Despite raising the price target, Truist has lowered its earnings per share forecast for calendar year 2027 to $0.87 from $1.00, attributing the decline to anticipated higher costs of goods sold and impacts from non-controlling interests which are expected to weigh on profitability.
Within Truist's broader sector analysis, investors aiming for exposure to the robustness of x86 architecture combined with growing GPU market traction are advised to consider Advanced Micro Devices (AMD), which Truist rates a Buy. Those interested in comprehensive analyses of Intel’s financial positioning, valuation benchmarks, and additional strategic insights can refer to InvestingPro’s detailed Pro Research Report covering over 1,400 US equities, including Intel.
Additional analyst commentary on Intel’s recent quarterly performance has been varied. Benchmark has raised its price target to $57 and continues to endorse a Buy rating, citing the strong Q4 revenue results surpassing estimates by $236 million to reach $13.674 billion. Similarly, Northland lifted its target to $54, acknowledging positive Non-GAAP earnings per share surprises, albeit with cautionary notes on existing capacity constraints affecting first-quarter guidance.

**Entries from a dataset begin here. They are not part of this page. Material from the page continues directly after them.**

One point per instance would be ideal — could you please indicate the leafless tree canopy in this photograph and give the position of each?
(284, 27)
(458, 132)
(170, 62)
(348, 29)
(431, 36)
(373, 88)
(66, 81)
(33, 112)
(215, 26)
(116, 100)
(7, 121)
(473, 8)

Conversely, TD Cowen maintains a Hold rating with a price expectation of $50, citing alignment of earnings with forecasts but expressing reservations over the lowered outlook. Cantor Fitzgerald maintains a Neutral stance with a $45 target, noting surprise at the stock's 47% year-to-date appreciation. Rosenblatt Securities increased its price target from $25 to $30 while upholding a Sell rating, attributing the share price gains largely to market anticipation of forthcoming positive news.
These divergent analyst perspectives reflect a landscape of cautious optimism surrounding Intel, balancing recent strong operational results with concerns about near-term supply chain pressures and profitability constraints.